Quarante ans après... L’enfant que j’étais ce 4 avril 1968 a grandi. Il a découvert le monde, s’est formé au contact de ses réalités et maintenant est appelé à s’y engager.

Quarante ans ... Mon souvenir de ce jour-là est entouré d’un voile légèrement brumeux. La gravité de l’événement, je la percevais alors par l’impact de la nouvelle sur mes parents. Aujourd’hui, je comprends mieux. J’ai appris –quelque peu– l’histoire. La figure de Martin Luther King m’apparaît dans des contours plus clairs, plus personnels, plus nets.

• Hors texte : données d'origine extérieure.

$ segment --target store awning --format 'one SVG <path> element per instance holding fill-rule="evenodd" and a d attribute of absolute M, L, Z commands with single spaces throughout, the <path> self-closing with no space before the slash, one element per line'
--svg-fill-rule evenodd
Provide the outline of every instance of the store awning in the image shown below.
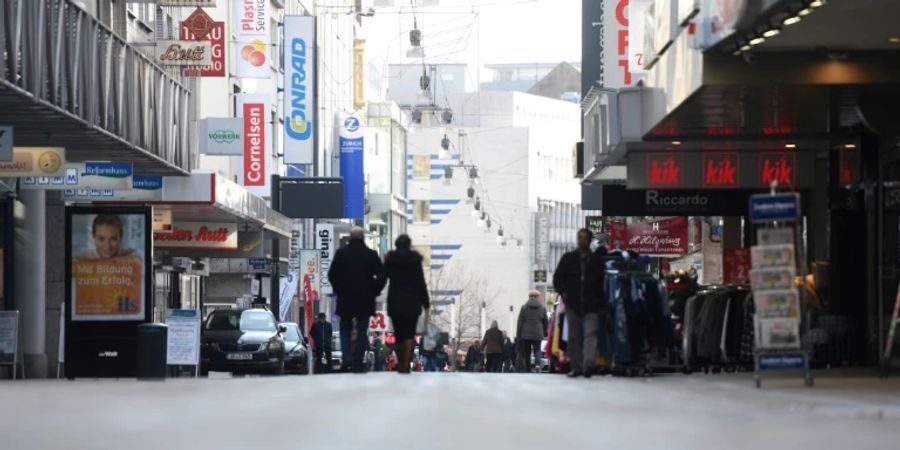
<path fill-rule="evenodd" d="M 291 219 L 270 208 L 266 200 L 214 173 L 193 172 L 186 177 L 159 177 L 155 183 L 130 191 L 115 191 L 98 200 L 66 196 L 66 201 L 96 204 L 149 204 L 172 212 L 175 222 L 236 223 L 242 230 L 266 230 L 289 238 Z M 152 184 L 152 185 L 151 185 Z"/>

Quarante ans... Le monde a tourné très vite. Le paysage a changé du tout au tout. Les centres d’intérêt se sont déplacés. Les hommes en vue ne sont plus les mêmes. N’empêche que nous sommes là, et appelés à vivre, à agir, à être ce que nous sommes dans le contexte qui est le nôtre... continuité dans la discontinuité.

Et là, par delà changements et mutations, Martin Luther King me parle encore, aujourd’hui ; très fort. Il m’est arrivé, ici ou là, de me replonger dans sa vie et dans quelques uns de ses écrits. Il m’en reste l’image extrêmement forte d’un homme qui a su traduire l’Évangile en pertinence avec son contexte, dans son cadre de vie, en référence aux problèmes cruciaux de sa communauté et de son temps. L’Évangile n’est pas chez lui relégué dans les « arrière-mondes » et ne se dilue pas dans des généralités sur l’homme. Résolument, Martin Luther King a pris le parti de faire face, toujours, à la situation : sa vie le montre dans son immense valeur d’engagement ; ses prédications en témoignent aussi, avec leurs nombreuses références aux courants de pensée contemporains et leur constante application aux besoins concrets des auditeurs. Avec lui, Dieu apparaît vraiment comme le Dieu de l’histoire, de notre histoire, comme le Vivant.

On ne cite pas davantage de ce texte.